I’m a girl, 17 years old, and currently having issues with my dad. My dad’s a short-tempered, irascible, difficult man who never lets me live in peace. He’s always been this way and this is the reason. I try my best to be perfect because whenever I don’t live up to his expectations, he not only shouts at me but also at my mom.
Last month came my class results and although I think I scored pretty well, he doesn’t. I got 3As, 4Bs and a C. As soon as he saw my report card, he shouted at me, calling me a “lazy, worthless, bitch” and “pain”. Ever since my result, he’s being extra abusive towards me and keeps saying that he’s gonna put me in a private school because he’s had enough of my drama. But I can’t afford to change systems atm! It’s my last year and IDK how I’ll manage in a completely different school system.

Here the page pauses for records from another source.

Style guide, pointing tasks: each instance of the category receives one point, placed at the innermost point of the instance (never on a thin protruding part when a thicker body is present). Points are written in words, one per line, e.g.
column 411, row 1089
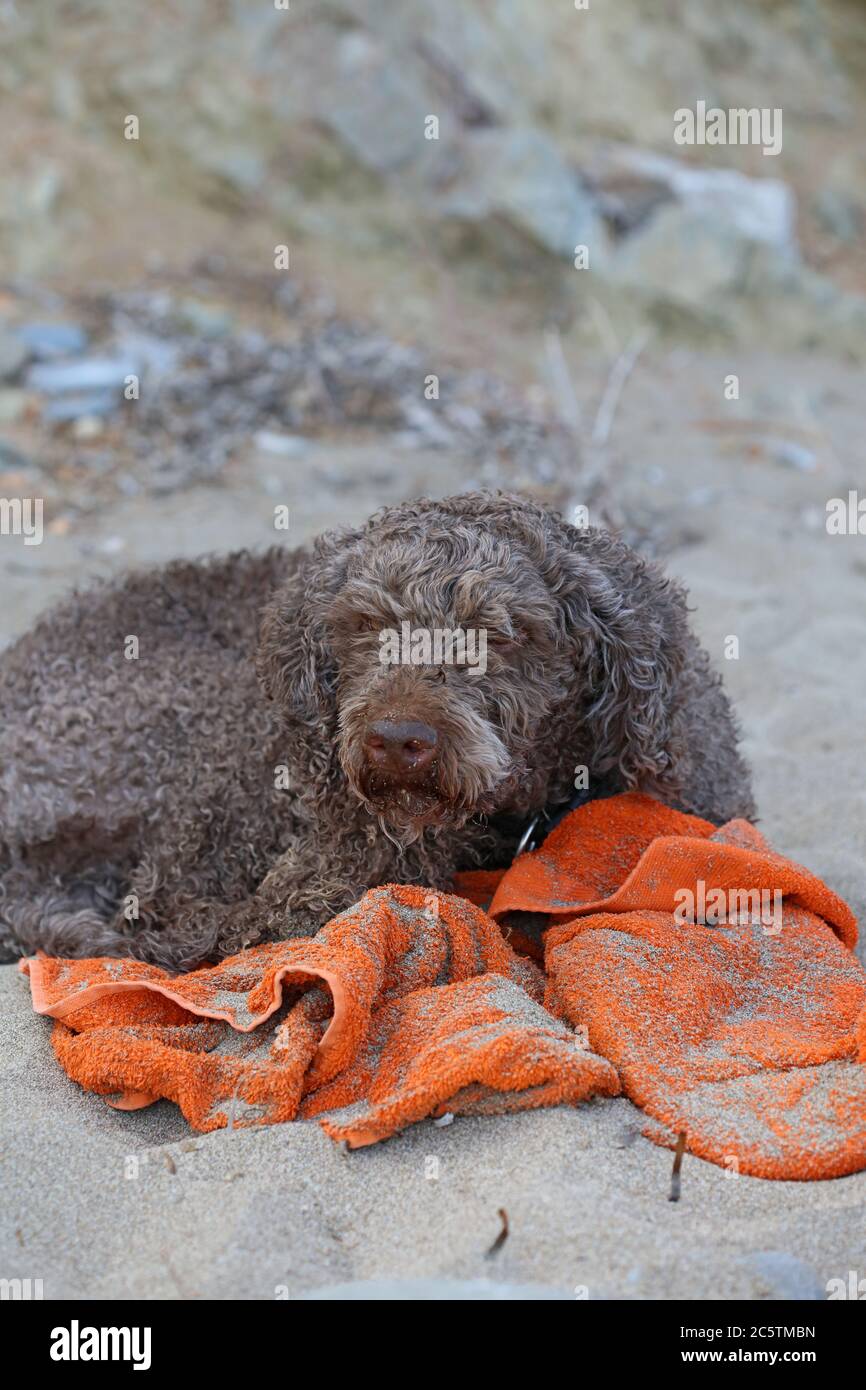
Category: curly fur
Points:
column 214, row 792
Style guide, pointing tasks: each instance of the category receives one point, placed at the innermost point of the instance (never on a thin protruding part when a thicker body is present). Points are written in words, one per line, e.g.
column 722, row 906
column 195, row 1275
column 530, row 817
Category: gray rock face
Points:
column 49, row 341
column 519, row 175
column 373, row 106
column 754, row 209
column 680, row 257
column 13, row 356
column 82, row 374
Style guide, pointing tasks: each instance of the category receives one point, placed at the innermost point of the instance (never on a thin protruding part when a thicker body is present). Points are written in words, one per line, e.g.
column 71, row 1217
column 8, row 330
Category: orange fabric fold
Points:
column 744, row 1030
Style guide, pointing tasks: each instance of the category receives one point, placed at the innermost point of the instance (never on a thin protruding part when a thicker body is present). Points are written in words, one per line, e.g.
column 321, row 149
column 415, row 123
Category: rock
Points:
column 287, row 446
column 84, row 374
column 520, row 175
column 13, row 356
column 755, row 209
column 49, row 341
column 683, row 259
column 838, row 216
column 793, row 455
column 13, row 405
column 374, row 106
column 88, row 427
column 207, row 320
column 79, row 406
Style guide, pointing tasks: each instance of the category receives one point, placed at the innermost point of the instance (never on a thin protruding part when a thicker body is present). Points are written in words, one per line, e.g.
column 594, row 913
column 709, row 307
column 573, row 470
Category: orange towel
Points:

I’ve begged him so many times to give me just one chance and I’ll definitely definitely improve my grades but he never agrees to it. I’m so heartbroken that he doesn’t value my health or anything! Never a day went by when he didn’t scold or insult me. Why can’t I have a normal dad? Just like everyone else has.
I feel that he’s a mentally disturbed person but if I continue living in this condition, I’m soon gonna lose my mind. I’ve had enough now. He’s going too far with his misbehaviour and I just can’t take anymore insult. I will run away as soon as I have everything carefully planned out and surely never come back.